Ethiopia, for so long a linchpin in the stability of Horn of Africa, has entered a period of instability. Ethiopia matters: it remains one of the world’s fastest growing economies, and, by the year 2100, is projected to become one of the ten most populous countries in the world, ahead of Brazil and Bangladesh. Abiy sees himself as an agent of Ethiopian transformation and renaissance. But much of the optimism brought on by initial political and economic reforms has now dissipated. In victory, some hope that Abiy will offer magnanimity; others fear further division and turmoil from his administration.

An election poster in the centre of Bonga, SNNPR, encourages people to vote for the lightbulb, Prosperity’s party symbol (Image: Aly Verjee)

Although “Abiy-mania” has cooled since he came to office in 2018, Abiy remains immensely, albeit far from universally, domestically popular.

Three recent factors have contributed to reinforcing this popularity. First, Abiy’s insistence on Ethiopia’s sovereign right to develop its hydroelectric potential — symbolised by the GERD — is immensely popular, even if it is also the position of every other significant Ethiopian political actor. The narrative that Abiy is being bullied by downstream neighbours who have long profited from the Nile’s waters and unfair colonial-era treaties has unified Ethiopians like no other issue. The perception that foreign powers are more sympathetic to Egypt’s position has only bolstered the nationalist argument.

Second, Abiy’s prosecution of the war in Tigray against the so-called “junta” of the now outlawed Tigray People’s Liberation Front (TPLF), the prime actor in the old EPRDF, has also proved to be highly popular with many Ethiopians outside of Tigray. Widespread contempt for the TPLF/EPRDF has meant praise for the man seen as engineering their destruction, even at a tremendous humanitarian cost. In the latest atrocity of this war, a government airstrike on a market in Togoga, near Tigray’s regional capital, Mekelle, left as many as 80 dead and 43 wounded on Tuesday, the day after the election.

Abiy will win his first election as prime minister with huge tallies from Oromia, and argue he has a legitimate, democratic mandate.

Third, the largely foreign distress about that humanitarian suffering has been portrayed as unwarranted foreign interference in Ethiopian domestic affairs, and thus is the newest chapter of necessary resistance to international intervention in Ethiopia, a country proud to have avoided European colonisation and which still counts the 1896 Battle of Adwa, where Ethiopia decisively defeated Italian forces, as a historical touchstone of great importance.

Still, this popularity is conditional, qualified and sometimes performative.

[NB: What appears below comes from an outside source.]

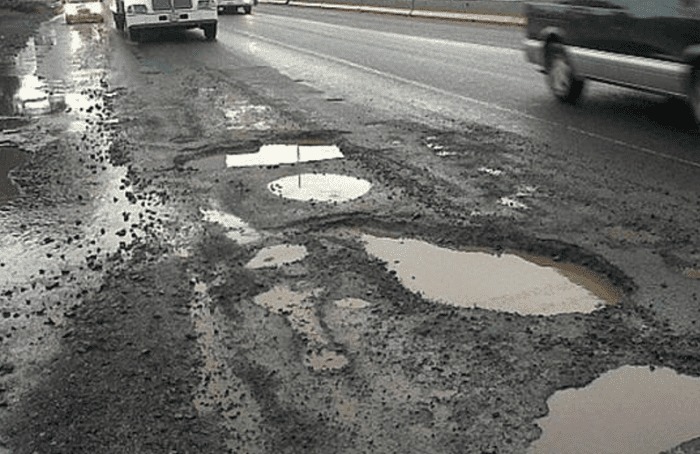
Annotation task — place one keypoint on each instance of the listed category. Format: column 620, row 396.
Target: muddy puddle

In small towns throughout Abiy’s home region of Oromia, signs exhort voters to Ampuulii Filadhaa – choose or vote for the lightbulb (Prosperity’s party symbol). For some voters, the fact that Abiy is from Oromia is enough to support him: “it is our turn to have a leader”. Others say they will still vote for Abiy and the “lamp”, but “are disappointed” for a variety of reasons: government promises have not been kept, change has not occurred, “Abiy has changed”. In an environment where the major opposition parties in Oromia are not on the ballot, are boycotting the election, and have numerous leaders under arrest, it is difficult for many to see political alternatives or express contrary views. Abiy will win his first election as prime minister with huge tallies from Oromia, and argue he has a legitimate, democratic mandate. That mandate, however, may not illuminate the way forward for inclusive and equitable governance in Ethiopia, nor automatically solve the country’s many problems, both foreign and domestic.